Can we use smartphones to measure noise pollution?
Master's thesis at UiO
Topic: Mobile Crowdsourcing for Mapping City Noise
Contact: akosp@ifi.uio.no
- Server: https://github.com/papkos/noisemapper-server
- Android app: https://github.com/papkos/noisemapper-app
Mobile phones carried by people are capable of capturing and sharing image, acoustic, and location. We are able to accomplish complex tasks when millions of people can share information and join their effort. This development is effectively leading to a new approach called mobile crowdsourcing. We have seen the applications of crowdsourcing in traffic real-time navigation (e.g., WAZE) and environmental monitoring.
In this thesis, we will mainly focus on mobile crowdsourcing for noise measurement in Norway. In Norway, nearly 30% (about 1.4 million) are exposed to noise levels above 55 dB outside their home and the number is rapidly increasing [1]. In Fornebu, there are recent quick surge of constructions, population, and traffic. Norway has the ambition to reduce 10% noise annoyance by 2020 [2]. However, there is no cost-effective method yet to know noise level in order to provide strategic regulations for government, local community, and residents.

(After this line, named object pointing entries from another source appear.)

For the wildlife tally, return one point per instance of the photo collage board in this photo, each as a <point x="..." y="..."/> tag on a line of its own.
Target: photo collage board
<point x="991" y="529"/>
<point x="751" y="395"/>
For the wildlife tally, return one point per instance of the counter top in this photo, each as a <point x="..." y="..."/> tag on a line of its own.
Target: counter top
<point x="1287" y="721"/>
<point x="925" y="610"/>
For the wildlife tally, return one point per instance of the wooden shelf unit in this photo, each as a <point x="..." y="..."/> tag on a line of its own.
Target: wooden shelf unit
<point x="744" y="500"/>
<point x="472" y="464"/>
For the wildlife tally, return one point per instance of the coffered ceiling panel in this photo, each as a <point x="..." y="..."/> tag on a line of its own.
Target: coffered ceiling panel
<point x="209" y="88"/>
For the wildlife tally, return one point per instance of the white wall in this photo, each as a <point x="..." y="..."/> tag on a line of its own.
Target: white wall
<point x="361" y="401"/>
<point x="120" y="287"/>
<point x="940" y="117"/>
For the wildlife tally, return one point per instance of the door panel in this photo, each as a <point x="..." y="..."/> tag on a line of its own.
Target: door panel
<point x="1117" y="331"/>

In particular, we will study mobile crowdsourcing techniques, develop an APP in Android system (Google Nexus 6 for experiment), build a city noise map (e.g., Oslo, Fornebu) for PC or mobile phone, and test algorithms performance based on collected data. The APP will conveniently be used by end- users for crowdsourcing based noise level measurements and visualization. It is possible to extend to combine the noise map with other maps of a city (air pollution, property value, incidence of medical problems (psychological and physical problems can be caused by noise pollution)).
Study and develop mobile crowdsourcing for noise measurement in Norway. Develop and test algorithms and methods for energy-efficient background noise measurement. Detect phone location (in pocket, in bag, indoors, outdoors) and adapt the filtering and sampling algorithms to enhance accuracy. Display collected data on a web interface (and also on the device), possibly with other statistical data – e.g. real estate prices, health trends, weather – and try to discover correlations between them.
- study mobile crowdsourcing techniques
- develop an APP in Android system (Google Nexus 6)
- build a city noise map (e.g., Oslo, Fornebu) for PC or mobile phone
- design new algorithms to improve noise level measurement accuracy (e.g., when mobile phones are in pocket), reduce mobile phone power consumption and filter faulty data
- test algorithms performance based on collected data
- extend to combine the noise map with other maps of a city (air pollution, property value incidence of medical problems (psychological and physical problems can be caused by noise pollution))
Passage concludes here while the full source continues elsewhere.